Neeley’s Tonna Galea earrings also came to him while sleeping. “There’s a particular shell in Greece called the Tonna galea … and I actually brought one home with me and cut it open,” he says. “And inside, you get this wonderful spiraling of the shell, which is so cool. And so I had gone to bed with the shell right next to me—kind of planting the seed.”
And the dream did come, leading to the earrings made of SpectraGold and mimicking the curves of the shell, accented along the edges with glittering diamonds. In Neeley’s further research, he made a fun discovery: If you plot this shell’s shape on X and Y axes, it’s the same as the harmonic series if mapped out as sound waves. So this idea of the parallel between music that you hear and jewelry worn on the ear added another layer of intrigue to the design. Neeley started to release the brand-new Tonna Galea earrings and other Greek-inspired pieces in the Cyclades Collection over the past few weeks and will continue rolling them out through the end of September.
He also plans to introduce a new titanium collection next year, possibly in spring. Embracing aerospace technology, Neeley uses the computer to create designs that are produced by a 3D printer with a kind of metal typically reserved for space shuttles and satellite parts. He was drawn to titanium because it’s strong and lightweight—meaning large, dramatic earrings are more comfortable to wear—and it can be made in vibrant hues. In this way, he continues to push boundaries.
Giving Back
Neeley also seeks to encourage today’s youth. In late May, he founded an educational nonprofit called Gorgeous Little Things to instill in children an appreciation for gemstones and minerals—Earth’s geologic marvels—and the art of contemporary jewelry.
“Going into the art world is a little less known than becoming a lawyer or a dentist,” Neeley says. “And so I’m seeing, generationally, our industry is shrinking a lot—the jewelry industry itself [and] the art industry. … And so I want to inspire those next generations to take that leap if they feel this is something that could be their life’s passion.”
The nonprofit is, in part, a nod to his mother’s career as a teacher. For his recent exhibit, Neeley worked with Laguna Art Museum to create educational programming that will eventually be incorporated in curricula for grades K-12 that teachers can download from the nonprofit’s website, gorgeouslittlethings.org, to use in schools across the country.

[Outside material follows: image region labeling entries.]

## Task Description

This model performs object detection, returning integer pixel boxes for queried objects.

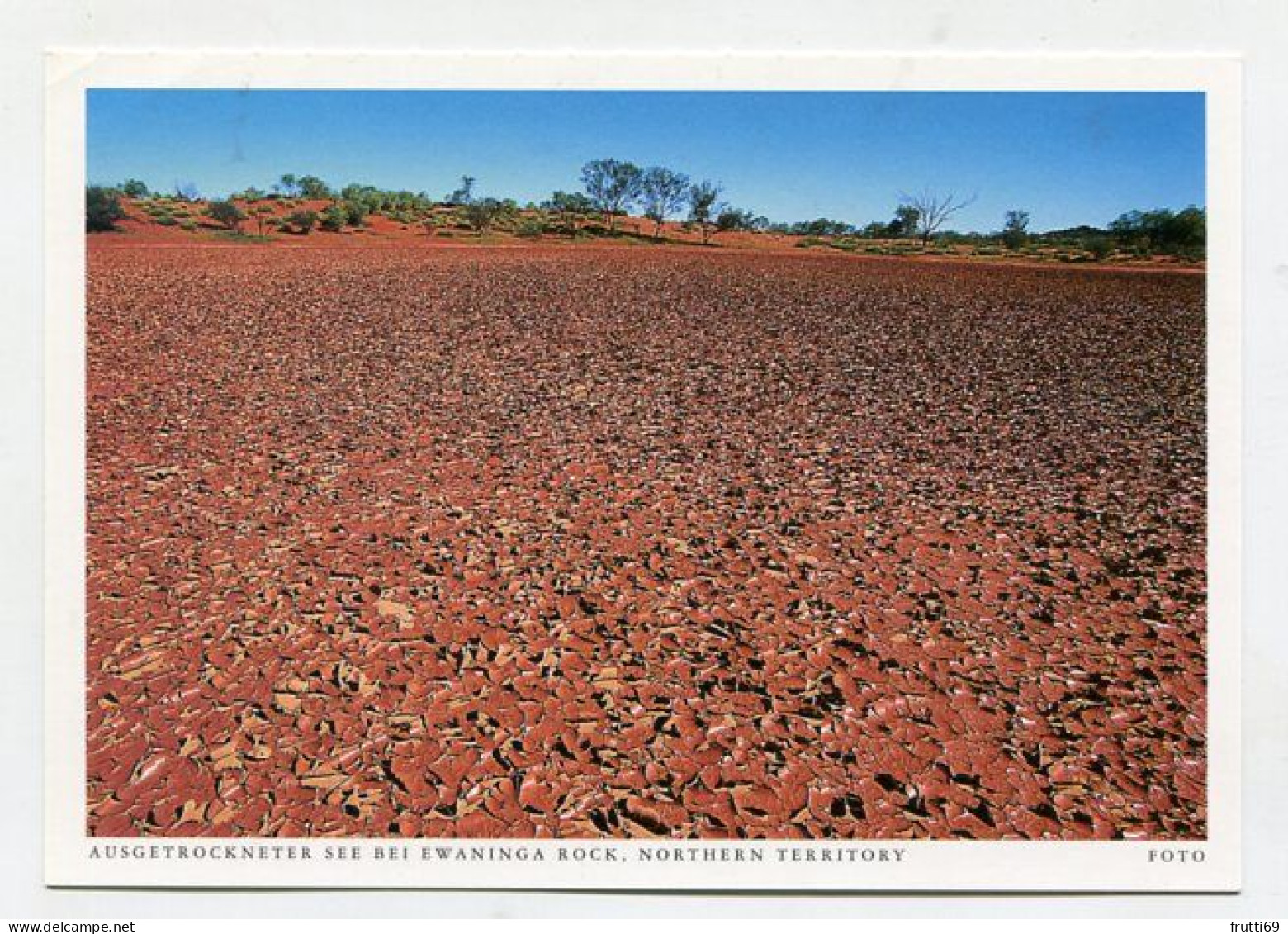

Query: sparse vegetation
[205,200,246,232]
[689,182,722,244]
[87,164,1207,263]
[85,184,125,230]
[581,159,644,233]
[285,211,318,237]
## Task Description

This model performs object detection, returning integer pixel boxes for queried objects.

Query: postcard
[45,50,1240,892]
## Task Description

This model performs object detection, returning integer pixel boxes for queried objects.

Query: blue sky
[88,90,1205,230]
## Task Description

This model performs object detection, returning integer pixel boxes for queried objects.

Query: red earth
[87,240,1207,839]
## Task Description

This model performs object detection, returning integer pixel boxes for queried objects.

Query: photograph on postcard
[45,52,1241,884]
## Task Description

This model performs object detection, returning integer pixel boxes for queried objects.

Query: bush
[514,218,546,239]
[85,186,125,230]
[205,201,246,230]
[340,201,367,227]
[322,205,349,233]
[285,211,318,237]
[1083,237,1114,260]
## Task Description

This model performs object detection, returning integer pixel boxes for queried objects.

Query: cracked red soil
[87,246,1207,839]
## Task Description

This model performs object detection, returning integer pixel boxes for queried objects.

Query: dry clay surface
[87,246,1205,839]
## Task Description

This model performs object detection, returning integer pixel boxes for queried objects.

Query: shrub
[1083,237,1114,260]
[340,201,367,227]
[85,186,125,230]
[285,211,318,235]
[206,201,246,230]
[464,198,514,235]
[322,203,349,233]
[514,218,546,237]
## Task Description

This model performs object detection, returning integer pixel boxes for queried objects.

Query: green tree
[322,202,349,233]
[295,175,331,201]
[286,211,318,237]
[1002,211,1029,250]
[542,192,595,235]
[85,184,125,230]
[689,182,722,244]
[465,198,515,235]
[447,175,476,207]
[206,201,246,232]
[581,159,644,232]
[639,165,689,239]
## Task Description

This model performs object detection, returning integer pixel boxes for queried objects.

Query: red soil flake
[87,241,1205,839]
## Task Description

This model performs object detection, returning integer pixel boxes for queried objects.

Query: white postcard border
[44,50,1242,892]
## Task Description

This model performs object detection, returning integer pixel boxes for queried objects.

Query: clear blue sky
[88,90,1205,230]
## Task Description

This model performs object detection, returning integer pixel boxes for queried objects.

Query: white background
[0,0,1288,918]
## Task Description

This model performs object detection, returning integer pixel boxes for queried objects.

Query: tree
[716,205,768,232]
[900,188,975,246]
[85,184,125,230]
[285,211,318,237]
[206,201,246,232]
[581,159,644,232]
[792,218,854,237]
[1002,211,1029,250]
[542,192,595,235]
[1109,205,1207,259]
[447,175,476,207]
[251,205,273,237]
[639,165,689,239]
[295,175,331,201]
[465,198,515,235]
[322,202,349,233]
[886,205,921,239]
[689,182,722,244]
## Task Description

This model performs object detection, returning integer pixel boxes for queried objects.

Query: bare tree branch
[899,188,979,246]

And, leading up to Neeley’s exhibit, the nonprofit paid for the creation of special display cases that were donated to the museum to use in future exhibits. Also in collaboration with the museum, the nonprofit sponsored an outing, Art Access: Dig for Gems with Adam Neeley, which took a group of children and adults to the Oceanview Mine in San Diego County in June. Neeley anticipates offering other events and outings in coming months.
“In addition, the nonprofit will begin to amass a collection of gems and jewelry that will be available for museums and other educational institutions to be exhibited or showcased and then eventually donated,” Neeley says. “… We’re hoping that legacy continues beyond us.”